Paradoxerweise nähern sich sowohl die wirbelnde Hauptfigur als auch die im Dunkeln bleibenden restlichen Rollen in ihrer je eigenen szenischen Unverbindlichkeit einer längst überwunden geglaubten Unsitte an: dem Rampensingen. Die altbackenen händeringenden Sängergesten sind nun einfach durch das Vokabular der Performance ersetzt – panische Blicke, konvulsivische Bewegungen, regelmässiges Wechseln der spärlichen Kleider, hie und da ein Möbelwurf.

Nicole Chevalier in der Titelrolle von Giuseppe Verdis «La Traviata» (Bild: Ingo Höhn / Luzerner Theater)

Nicole Chevalier in der Titelrolle von Giuseppe Verdis «La Traviata» (Bild: Ingo Höhn / Luzerner Theater)

Hier droht zudem das Klischee, und die vordergründige Radikalität gerät in den Verdacht, den Herausforderungen des Werkes auszuweichen: Verdis lärmige Festszenen und stillen Zwiegespräche brauchen nicht realisiert zu werden; und indem gleich die ganze Handlung zum Phantasma erklärt wird, verliert sie alle Sperrigkeiten einer uns fremd gewordenen vergangenen Welt. Nicht zufällig entfällt beispielsweise die Spielszene im zweiten Akt ganz.

Die Idee, ein «Monologisches» in der Oper freizupräparieren, steht zudem in Widerspruch zu einer der grössten Qualitäten von Verdi und seinem Librettisten Francesco Maria Piave: zu der Fähigkeit nämlich, Zwischenmenschliches zu durchleuchten. Bezeichnenderweise entfalten gerade die grossen mehrteiligen Szenen, etwa das grandios komponierte Duett zwischen Violetta und Germont, einen dramatischen Sog und eine erzählende Dringlichkeit, die dem Regiekonzept gänzlich zuwiderlaufen – was seine am Ende eben doch begrenzte Ergiebigkeit offenbart.

Sinfonischer Ernst

Ihre Kraft beziehen jene Szenen auch aus der sorgfältigen musikalischen Disposition.
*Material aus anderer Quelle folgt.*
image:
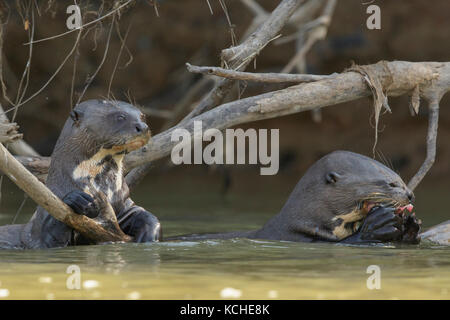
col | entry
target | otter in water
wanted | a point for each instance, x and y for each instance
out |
(89, 154)
(343, 197)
Der Dirigent Clemens Heil wählt oft eigenwillig gemessene, dank den filigran spielenden Streichern dennoch spritzig klingende Tempi, die sich als Ausgangspunkt durchdachter Steigerungen entpuppen. Bald mischt er dosierte Blechbläser-Wärme bei, bald lässt er die tiefen Streicher «sul tasto» spielen, und insgesamt wird Verdis mitunter derber Opernmusik ein äusserst reizvoller sinfonischer Ernst der Gestaltung zuteil.

Claudio Otelli singt (zur Rolle passend) einen anfangs etwas raubeinigen Germont, Diego Silva als Alfredo glänzt als auffallend stimmschöner Tenor, der ungeniert, aber sehr geschmackvoll in der Belcanto-Tradition seines Fachs steht; und aufhorchen lässt nicht zuletzt der von Mark Daver vorbereitete Chor. Auch dafür lohnt sich eine Reise nach Luzern.